The NASDAQ rallied nearly 40 points off the lows of the session to close in positive territory.  It appeared from the start of the last hour of trading sellers wanted to take over.  However, the market had something in-store for the sellers thwarting their attempt to push the market lower.  Volume was lower across the board coming off the weekend.  The low volume ramp can turn into something more like we saw early last week.  Tuesday’s have been very kind to the market and it would be in line with the recent trend for the markets to end higher.  Day one of another attempt at a rally and so far we aren’t too impressed with what we are seeing at this point.

There is a lot of chatter over the level of the NYSE Margin Debt.  Whether or not it has been overplayed remains to be seen but one look at the chart and it does appear to have topped.  At this point it is simply a piece to the puzzle we call the stock market.  One thing affective margin debt is certainly short-term rates.  A huge spike in rates, especially caused by an “event” would certainly trigger panic selling to cover margin.  Price will certainly be an indication to us before we’d ever think of ever figuring out the effects of Margin Debt.  Loft levels certainly should not give anyone comfort this market can push much higher.

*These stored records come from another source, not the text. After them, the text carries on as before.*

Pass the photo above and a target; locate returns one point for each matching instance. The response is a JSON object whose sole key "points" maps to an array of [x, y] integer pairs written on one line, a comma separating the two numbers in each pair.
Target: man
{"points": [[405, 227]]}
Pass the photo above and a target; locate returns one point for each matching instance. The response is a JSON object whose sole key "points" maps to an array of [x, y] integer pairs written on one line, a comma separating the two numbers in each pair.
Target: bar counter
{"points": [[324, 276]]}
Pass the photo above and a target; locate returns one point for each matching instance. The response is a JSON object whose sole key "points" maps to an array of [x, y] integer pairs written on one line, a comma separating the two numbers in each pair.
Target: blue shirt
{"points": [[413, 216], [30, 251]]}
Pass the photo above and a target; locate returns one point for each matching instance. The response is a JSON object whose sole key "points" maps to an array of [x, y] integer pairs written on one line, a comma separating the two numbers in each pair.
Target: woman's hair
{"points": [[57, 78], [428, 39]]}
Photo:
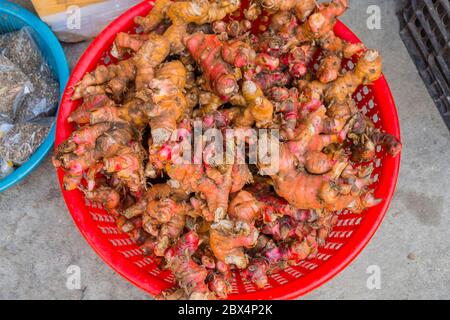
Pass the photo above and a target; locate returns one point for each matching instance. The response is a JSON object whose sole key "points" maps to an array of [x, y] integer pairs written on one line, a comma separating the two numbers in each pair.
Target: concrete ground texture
{"points": [[39, 240]]}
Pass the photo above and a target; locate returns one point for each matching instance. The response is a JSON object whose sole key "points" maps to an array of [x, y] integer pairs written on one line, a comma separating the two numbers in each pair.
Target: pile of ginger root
{"points": [[196, 61]]}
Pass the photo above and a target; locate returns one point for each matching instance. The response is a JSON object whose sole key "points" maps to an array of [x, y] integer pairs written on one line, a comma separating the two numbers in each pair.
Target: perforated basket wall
{"points": [[346, 240]]}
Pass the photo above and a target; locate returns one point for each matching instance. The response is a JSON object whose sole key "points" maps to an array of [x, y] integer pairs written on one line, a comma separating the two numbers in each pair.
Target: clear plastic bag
{"points": [[14, 86], [22, 139], [20, 48]]}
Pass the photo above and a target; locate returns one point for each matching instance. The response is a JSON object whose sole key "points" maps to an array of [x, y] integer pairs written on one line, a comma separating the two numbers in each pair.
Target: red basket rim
{"points": [[154, 285]]}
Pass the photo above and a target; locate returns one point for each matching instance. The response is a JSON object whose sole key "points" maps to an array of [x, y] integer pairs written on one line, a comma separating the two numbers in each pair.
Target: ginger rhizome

Two charts to ponder are the ever expanding monetary base and velocity of money:

2014-04-14_Monetary_Base 2014-04-14_Velocity_Money

No need to rationalize these two other than the money supply has expanded, but those who are getting the money aren’t using it.  Hoarding is a good word for this situation we find ourselves in.

Forget the noise on CNBC, Bloomberg, and the rest.  Price is our guide and it’s the only thing leading us to conquering this market.